About six months ago, Charlie Hilton, founder of Urban Times in London, which launched in 2010, said his team met for lunch with Calle and Wardi after LeWeb, a huge technology conference in Europe where they received one of those free .co domain cards. “We got on famously and decided this is right for us because they really support the startup culture.”
Since then .CO Internet has helped Urban Times in numerous ways, such as connecting the company with partners, helping them with the link shortener ut.co, and giving the company SEO (search engine optimization) audits, all smoothing the transition from theurbn.com to urbantimes.co without losing traffic. “There may be quite scary implications of changing your website, but we aren’t finding that,” said Hilton. “Nothing was disrupted, it just got better... We can contact them and know that they will be supportive and helpful in any way they can. That’s really quite novel.”
The challenge now, Wardi said, is how to continue this level of support as the .CO community continues to grow. “That’s what keeps us up at night.”
The company’s current push in that direction is i.go.co, which is being beta tested and will be formally launched at the giant tech and cultural conference South by Southwest in Austin, Texas in March. The idea is that the free i.go.co membership can offer .co site owners tangible benefits such as free tickets to startup events, Google Adwords credits, personal SEO consultations or vouchers for free co-working visits, as well as inspiration and a sense of community. Members can read about .co success stories, for instance, or share their own offers of expertise.
“We want to eventually go down to a local level and make people realize they are part of a neighborhood. .Co is a neighborhood where everyone is taking advantage of awesome offers and helping each other,” said Tom Lackner, the company’s chief technology officer.
For Calle, the early success of .CO Internet is coming full circle. With each new domain registry, Colombia gets a royalty averaging about 25 percent, and the millions of dollars generated is being reinvested in initiatives to promote digital literacy and Internet usage throughout that country as part of Colombia’s commitment to build a world-class technology infrastructure. Related government initiatives, such as ViveDigital and Apps.co, have been created to help incentivize foreign investment and build a robust startup ecosystem within Colombia.

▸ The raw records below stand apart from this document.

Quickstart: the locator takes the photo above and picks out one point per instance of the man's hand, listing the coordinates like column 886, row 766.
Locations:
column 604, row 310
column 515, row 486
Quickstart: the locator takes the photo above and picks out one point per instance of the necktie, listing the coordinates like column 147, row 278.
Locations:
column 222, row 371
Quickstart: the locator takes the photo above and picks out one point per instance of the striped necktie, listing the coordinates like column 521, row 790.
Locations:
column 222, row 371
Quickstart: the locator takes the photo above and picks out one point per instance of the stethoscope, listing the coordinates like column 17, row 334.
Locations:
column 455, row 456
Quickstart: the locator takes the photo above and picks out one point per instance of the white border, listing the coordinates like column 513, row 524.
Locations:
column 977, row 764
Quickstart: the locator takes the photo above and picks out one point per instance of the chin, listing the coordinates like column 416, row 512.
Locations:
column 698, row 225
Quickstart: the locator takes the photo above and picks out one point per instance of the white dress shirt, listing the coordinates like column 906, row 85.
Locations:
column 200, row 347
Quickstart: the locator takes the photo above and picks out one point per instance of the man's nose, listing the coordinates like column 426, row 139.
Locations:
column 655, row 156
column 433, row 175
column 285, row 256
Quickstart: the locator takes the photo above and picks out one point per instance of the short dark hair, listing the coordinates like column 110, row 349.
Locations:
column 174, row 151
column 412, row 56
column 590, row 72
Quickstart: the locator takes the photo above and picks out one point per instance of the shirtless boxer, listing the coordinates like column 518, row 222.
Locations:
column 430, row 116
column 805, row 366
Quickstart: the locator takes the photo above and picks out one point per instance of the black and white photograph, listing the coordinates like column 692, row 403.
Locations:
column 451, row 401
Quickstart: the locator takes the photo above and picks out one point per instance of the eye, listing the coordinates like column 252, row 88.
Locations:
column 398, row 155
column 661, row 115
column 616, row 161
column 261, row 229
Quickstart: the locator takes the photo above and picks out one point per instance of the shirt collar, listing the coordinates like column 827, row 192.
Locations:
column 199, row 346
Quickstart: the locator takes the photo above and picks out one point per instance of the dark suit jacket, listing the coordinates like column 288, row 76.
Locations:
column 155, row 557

.CO Internet has also become increasingly active in the South Florida tech community, sponsoring numerous meetups and conferences and speaking at events, such as the upcoming SuperConf. Calle is bullish about .CO Internet staying in Miami and supports current efforts to accelerate a tech hub here, even while admitting growing a tech company in Miami hasn’t always been easy.
Looking ahead, Calle said at the recent Americas Venture Capital Conference that the company will address tackling other problems entrepreneurs face building businesses online. “What if setting up domain name, email and website could be done with one click? There are regulations and technology challenges. That is a problem we will tackle in the next five years.”